The post-pandemic future: The film and TV industry will go virtual—actors and sets included
Paul Bronfman is chair of Pinewood Toronto Studios and co-chair of William F. White International Inc. equipment rental
Over the past few years, Toronto has made good on its nickname of Hollywood North. Netflix is setting up a production hub here. There’s a mad dash for studio space, with new sound stages popping up to meet the endless demand. And in 2019, the province’s film and television industry reached an all-time high, generating $2.16 billion and supporting 44,540 jobs. Then came Covid, and like many industries, Toronto’s robust production pipeline froze.
As the industry has adapted to our new normal, we’ve realized that content production in Toronto will never be the same. Post-Covid, the next big transformation we’ll see is a move from in-person shooting to remote production. This change could be one of the best things to ever happen to our industry—financially, logistically and creatively.
Digital wizardry will be the norm, and many productions will go virtual. Previously, LED video walls were used to create realistic moving backgrounds for hard-to-wrangle sequences.
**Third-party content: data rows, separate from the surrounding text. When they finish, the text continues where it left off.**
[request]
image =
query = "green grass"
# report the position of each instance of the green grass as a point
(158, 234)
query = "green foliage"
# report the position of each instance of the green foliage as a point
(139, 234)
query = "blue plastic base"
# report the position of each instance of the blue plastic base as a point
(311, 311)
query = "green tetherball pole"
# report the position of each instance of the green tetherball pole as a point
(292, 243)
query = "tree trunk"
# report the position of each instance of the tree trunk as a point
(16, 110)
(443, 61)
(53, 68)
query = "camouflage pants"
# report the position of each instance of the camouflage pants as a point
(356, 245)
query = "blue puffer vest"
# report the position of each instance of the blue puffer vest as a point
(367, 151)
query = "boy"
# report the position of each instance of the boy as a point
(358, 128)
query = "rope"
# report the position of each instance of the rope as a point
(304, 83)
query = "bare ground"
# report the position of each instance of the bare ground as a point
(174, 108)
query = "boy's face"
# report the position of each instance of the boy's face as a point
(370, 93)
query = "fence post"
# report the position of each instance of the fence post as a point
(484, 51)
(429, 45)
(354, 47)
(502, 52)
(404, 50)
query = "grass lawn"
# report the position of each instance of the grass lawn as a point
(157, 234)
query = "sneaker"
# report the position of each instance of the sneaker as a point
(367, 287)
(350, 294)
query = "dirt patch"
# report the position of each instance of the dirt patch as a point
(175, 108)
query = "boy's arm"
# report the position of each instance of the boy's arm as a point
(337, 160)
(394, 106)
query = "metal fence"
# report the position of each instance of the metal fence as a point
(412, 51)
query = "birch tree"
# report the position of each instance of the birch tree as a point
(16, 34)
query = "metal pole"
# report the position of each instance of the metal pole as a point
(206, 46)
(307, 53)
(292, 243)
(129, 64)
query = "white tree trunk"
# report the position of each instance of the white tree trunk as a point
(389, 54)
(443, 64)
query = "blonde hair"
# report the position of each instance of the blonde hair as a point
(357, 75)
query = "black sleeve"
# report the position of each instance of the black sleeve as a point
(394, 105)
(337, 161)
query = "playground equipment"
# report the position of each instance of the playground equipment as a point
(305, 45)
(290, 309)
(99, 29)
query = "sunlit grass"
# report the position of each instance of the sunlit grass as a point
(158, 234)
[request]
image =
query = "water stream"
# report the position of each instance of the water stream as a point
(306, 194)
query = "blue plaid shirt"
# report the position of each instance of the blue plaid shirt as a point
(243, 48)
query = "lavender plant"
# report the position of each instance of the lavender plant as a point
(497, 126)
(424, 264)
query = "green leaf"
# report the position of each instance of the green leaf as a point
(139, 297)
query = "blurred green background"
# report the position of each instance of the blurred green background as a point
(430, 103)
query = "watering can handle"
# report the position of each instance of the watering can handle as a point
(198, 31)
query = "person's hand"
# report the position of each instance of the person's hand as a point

Today, entire virtual worlds can be built from scratch, featuring high-resolution sets created using LED video walls and computer-generated backgrounds to separate actors from each other and the crew. These virtual sets will not just be the purview of big-budget productions, either. Independent and emerging filmmakers will continue to push the boundaries and find ways to innovate with smaller production budgets.
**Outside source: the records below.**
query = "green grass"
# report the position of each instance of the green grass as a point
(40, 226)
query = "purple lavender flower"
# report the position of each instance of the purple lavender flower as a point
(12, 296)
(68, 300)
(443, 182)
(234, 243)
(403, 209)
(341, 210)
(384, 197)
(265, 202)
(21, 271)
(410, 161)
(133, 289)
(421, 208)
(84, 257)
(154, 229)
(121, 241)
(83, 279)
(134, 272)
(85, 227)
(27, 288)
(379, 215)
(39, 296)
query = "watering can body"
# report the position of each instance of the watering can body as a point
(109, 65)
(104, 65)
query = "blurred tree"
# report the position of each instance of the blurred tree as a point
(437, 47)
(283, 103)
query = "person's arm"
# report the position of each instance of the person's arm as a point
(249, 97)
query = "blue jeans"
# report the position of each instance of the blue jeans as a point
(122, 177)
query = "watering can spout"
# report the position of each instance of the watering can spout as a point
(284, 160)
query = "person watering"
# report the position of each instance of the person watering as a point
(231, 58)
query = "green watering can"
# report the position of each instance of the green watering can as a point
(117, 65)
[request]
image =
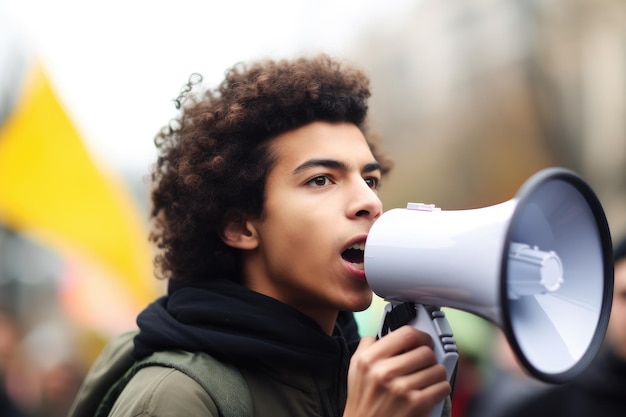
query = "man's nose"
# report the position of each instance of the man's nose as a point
(365, 203)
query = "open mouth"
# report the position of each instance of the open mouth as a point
(354, 255)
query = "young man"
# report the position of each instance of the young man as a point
(264, 192)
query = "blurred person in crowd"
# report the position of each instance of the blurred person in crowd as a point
(264, 191)
(601, 389)
(505, 383)
(10, 337)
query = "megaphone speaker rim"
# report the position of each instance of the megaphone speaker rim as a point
(524, 195)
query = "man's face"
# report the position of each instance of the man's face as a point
(616, 334)
(320, 202)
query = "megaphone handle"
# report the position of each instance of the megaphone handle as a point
(431, 320)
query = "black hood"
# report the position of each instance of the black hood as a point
(234, 324)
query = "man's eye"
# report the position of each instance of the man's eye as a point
(319, 181)
(372, 182)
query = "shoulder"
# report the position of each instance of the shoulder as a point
(158, 391)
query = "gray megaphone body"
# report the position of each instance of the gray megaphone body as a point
(539, 266)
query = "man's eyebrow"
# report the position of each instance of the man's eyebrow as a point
(327, 163)
(334, 164)
(374, 166)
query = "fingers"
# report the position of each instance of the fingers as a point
(396, 375)
(401, 340)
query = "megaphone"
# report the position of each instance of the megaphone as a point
(539, 266)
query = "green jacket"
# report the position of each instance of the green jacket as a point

Even performances will happen remotely: the industry is close to creating sets that can add actors to a scene after they film their parts in their home studios. Through the use of visual effects, a remote actor’s face could be digitally superimposed onto a body double in post-production. The same thinking will apply behind the scenes. Equipment rented on set will have remote camera heads and cranes. These long-reaching tools are completely programmable and can provide adequate distance between actors and crane technicians. Once shots are set up and programmed, operators and other members of the production crew can stand back while the camera does the work for close-up shots. Planning and programming shots before involving key talent can significantly shrink overall production times, allowing for a much faster workflow.
This kind of remote thinking will involve not only the cast and crew, but production executives as well. In the before times, members of the production team would gather around a monitor to watch the action unfold on set. Going forward, they’ll use virtual video assist technology: tablets that are synced in real time, allowing for direct and simultaneous communication between executives in L.A. and those on location. By maintaining direct digital contact across the entire production crew, approvals can be facilitated more quickly, leading to a more efficient and productive set.
Sets won’t disappear, but these changes will reduce the number of people who have to be on them, streamlining the filmmaking process and establishing more efficient and cost-effective ways to capture content and develop stories worth sharing. The sets that remain will incorporate aggressive sanitization equipment, including multiple handwashing stations, temperature check-in stations, UV misters to kill germs, and powerful medical-grade air scrubbers to kill pathogens and purify the surrounding air.
Ever since the shift from silents to talkies, from black-and-white to Technicolor, from hand-painted sets to CGI, this industry has always been about innovation, creativity and good old movie magic. We can’t wait for the digital revolution.